Uma mulher cananeia, prostituta, estrangeira e habitante de uma cidade sob anátema foi transformada pela graça e tornou-se ancestral do próprio Jesus Cristo!

  • Se alguém perguntar: “Deus pode realmente transformar alguém destruído pelo pecado?” — Raabe responde: “Olhe para mim!”
  • Se perguntarem: “Meu passado vergonhoso pode ser perdoado?” — Raabe responde: “Olhe para a graça de Deus na minha vida!”

Não porque o pecado seja insignificante, mas porque Cristo é um Salvador infinitamente poderoso!

3. Toda a glória pertence ao Senhor

O texto encerra proclamando:

“Assim, era o SENHOR com Josué; e corria a sua fama por toda a terra.” (v. 27)

Toda a glória é dada ao Senhor. Foi Deus quem derrubou as muralhas, foi Deus quem preservou Raabe, foi Deus quem cumpriu a promessa e sustentou Josué. A salvação pertence, do início ao fim, ao Senhor!

CRISTO NO CENTRO DO TEXTO

A história de Raabe aponta para a plenitude da salvação revelada em Jesus Cristo. Espiritualmente, todos nós estávamos em uma “Jericó” condenada — debaixo da justa ira de Deus, sem méritos morais e sem direito à aliança.

Mas Deus providenciou o refúgio perfeito em Seu Filho. Na cruz do Calvário, o juízo e a misericórdia se encontraram de forma perfeita:

  • O pecado foi punido;
  • O pecador que crê foi salvo.

Cristo recebeu sobre Si a condenação que era nossa para que recebêssemos a justiça que é dEle. Ele foi colocado fora da cidade para que fôssemos trazidos para dentro do Reino de Deus.

APLICAÇÕES PRÁTICAS

  1. Nunca considere alguém além do alcance da graça: Se Deus salvou e transformou Raabe, continue orando por aqueles que parecem humanamente impossíveis.
  2. Não permita que o seu passado defina a sua identidade: Em Cristo, culpa perdoada não se torna rótulo permanente.
  3. Corra para Cristo enquanto a porta da graça está aberta: Jericó nos lembra que o juízo é real; Raabe nos lembra que o refúgio está disponível.
  4. Faça do seu lar um ambiente de evangelismo: Deseje ardentemente que sua família esteja abrigada no mesmo refúgio que salvou você.
  5. Celebre a sua nova comunidade: A graça nos reconcilia com Deus e nos insere na comunhão do Seu povo.

CONCLUSÃO

Quando as muralhas de Jericó vieram abaixo, duas realidades manifestaram-se simultaneamente: juízo e graça. A cidade ruiu, mas Raabe permaneceu de pé.

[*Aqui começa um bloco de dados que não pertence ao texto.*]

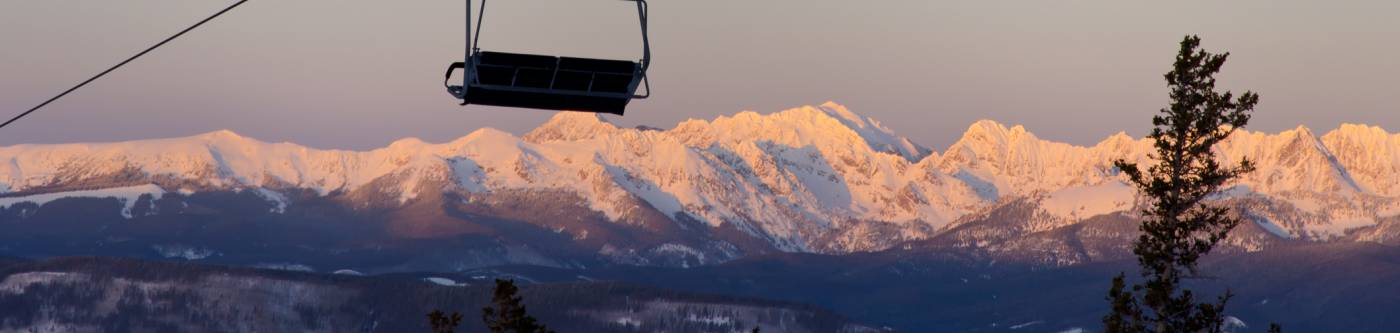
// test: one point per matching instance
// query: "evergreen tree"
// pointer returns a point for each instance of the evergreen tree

  • O passado dela dizia: “Prostituta”; a graça disse: “Pertence ao povo de Deus”.
  • Sua origem dizia: “Cananeia”; a graça disse: “Herdeira da aliança”.
  • Sua cidade dizia: “Condenada”; a promessa disse: “Preservada para a glória de Deus”.

Essa é a força transformadora do Evangelho. Na cruz, Jesus recebe pecadores arrependidos e reescreve suas histórias. Por essa razão, os autores do Novo Testamento não hesitam em mencionar a fé de Raabe (Hb 11.31; Tg 2.25; Mt 1.5). Deus não se envergonha de expor aquilo que a Sua graça transformou.

Portanto, ao olhar para a conquista de Jericó, não contemple apenas pedras caindo; veja uma janela, contemple um cordão escarlate e adore o Deus santo cuja graça soberana triunfa gloriosamente em meio ao juízo! Amém.